More About Brokerage Specific Core Mutual Fund Portfolios
We mentioned several brokerage specific mutual fund portfolios in the previous newsletter March 16, 2015: Brokerage Specific Core Mutual Fund Portfolios. This caused several confusions that we would like to clarify:
- Confusion 1: “We are moving away from ETFs”: In fact, the opposite is true. We are an advocate of low cost ETFs based portfolios. The portfolios mentioned in the previous newsletter are meant for investors who prefer using mutual funds instead of ETFs. But that does not mean we are abandoning ETFs.
- Confusion 2: “You will still support the brokerage selected mutual fund portfolios, together with the core mutual fund portfolios”: Our intention is to transition to core mutual fund only portfolios. At the moment, we are still getting more feedback from our users. Furthermore, even after the transition, expert users can still maintain the plans themselves. We will still have these plans and their portfolios available but just not actively maintaining them officially.

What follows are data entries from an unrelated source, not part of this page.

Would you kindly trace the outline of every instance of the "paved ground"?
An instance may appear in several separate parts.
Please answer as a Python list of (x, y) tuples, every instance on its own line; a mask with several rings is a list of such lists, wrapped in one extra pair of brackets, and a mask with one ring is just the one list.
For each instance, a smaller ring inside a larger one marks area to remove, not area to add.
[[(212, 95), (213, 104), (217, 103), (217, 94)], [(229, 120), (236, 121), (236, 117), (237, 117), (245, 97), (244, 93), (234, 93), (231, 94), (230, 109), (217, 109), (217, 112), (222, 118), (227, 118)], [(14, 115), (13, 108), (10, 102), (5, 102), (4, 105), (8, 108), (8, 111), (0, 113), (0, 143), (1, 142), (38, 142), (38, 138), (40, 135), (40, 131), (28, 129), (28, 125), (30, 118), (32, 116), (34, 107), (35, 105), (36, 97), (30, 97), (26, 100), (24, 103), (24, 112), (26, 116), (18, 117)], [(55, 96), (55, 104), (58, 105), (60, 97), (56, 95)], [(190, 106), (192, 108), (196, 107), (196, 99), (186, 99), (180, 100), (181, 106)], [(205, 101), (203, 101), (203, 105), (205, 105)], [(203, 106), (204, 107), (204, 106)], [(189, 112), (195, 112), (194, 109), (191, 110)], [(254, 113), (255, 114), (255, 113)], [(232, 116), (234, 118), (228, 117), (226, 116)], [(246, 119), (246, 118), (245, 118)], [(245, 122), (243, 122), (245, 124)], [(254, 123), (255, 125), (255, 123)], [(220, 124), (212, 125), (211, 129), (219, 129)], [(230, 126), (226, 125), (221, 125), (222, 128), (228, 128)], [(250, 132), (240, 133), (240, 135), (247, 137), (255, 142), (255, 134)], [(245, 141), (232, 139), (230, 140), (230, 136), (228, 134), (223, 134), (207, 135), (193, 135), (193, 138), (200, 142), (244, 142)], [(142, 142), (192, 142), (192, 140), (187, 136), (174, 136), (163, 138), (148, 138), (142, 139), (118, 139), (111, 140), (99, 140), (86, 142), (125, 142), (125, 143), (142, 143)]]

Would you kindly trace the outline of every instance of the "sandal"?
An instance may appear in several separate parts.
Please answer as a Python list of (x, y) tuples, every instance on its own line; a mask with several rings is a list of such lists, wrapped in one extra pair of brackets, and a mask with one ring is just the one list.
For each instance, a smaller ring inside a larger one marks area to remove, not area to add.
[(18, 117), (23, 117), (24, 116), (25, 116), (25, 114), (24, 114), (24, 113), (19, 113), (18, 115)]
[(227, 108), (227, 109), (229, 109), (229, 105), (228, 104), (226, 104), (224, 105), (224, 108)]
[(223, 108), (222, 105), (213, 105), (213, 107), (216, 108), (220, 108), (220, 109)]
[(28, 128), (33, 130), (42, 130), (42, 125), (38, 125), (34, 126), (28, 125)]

Investment Arithmetic for Long Term Investments
Noises and misconceptions are abundant in popular financial media. To make convincing and simple enough arguments for those who are impatient, experts usually resort to sound bites to teach masses. For example, when investors are discussing an overvalued stock market, an often cited statement is “I’m a long term investor, so I’ll simply holding the investments”.
For most people, this statement implies that if your investments are long term, you should care less about where the markets are right now. Whether it is overvalued or undervalued, if your investment horizon is ‘long’ enough, current market conditions do not really affect the outcome after a long time.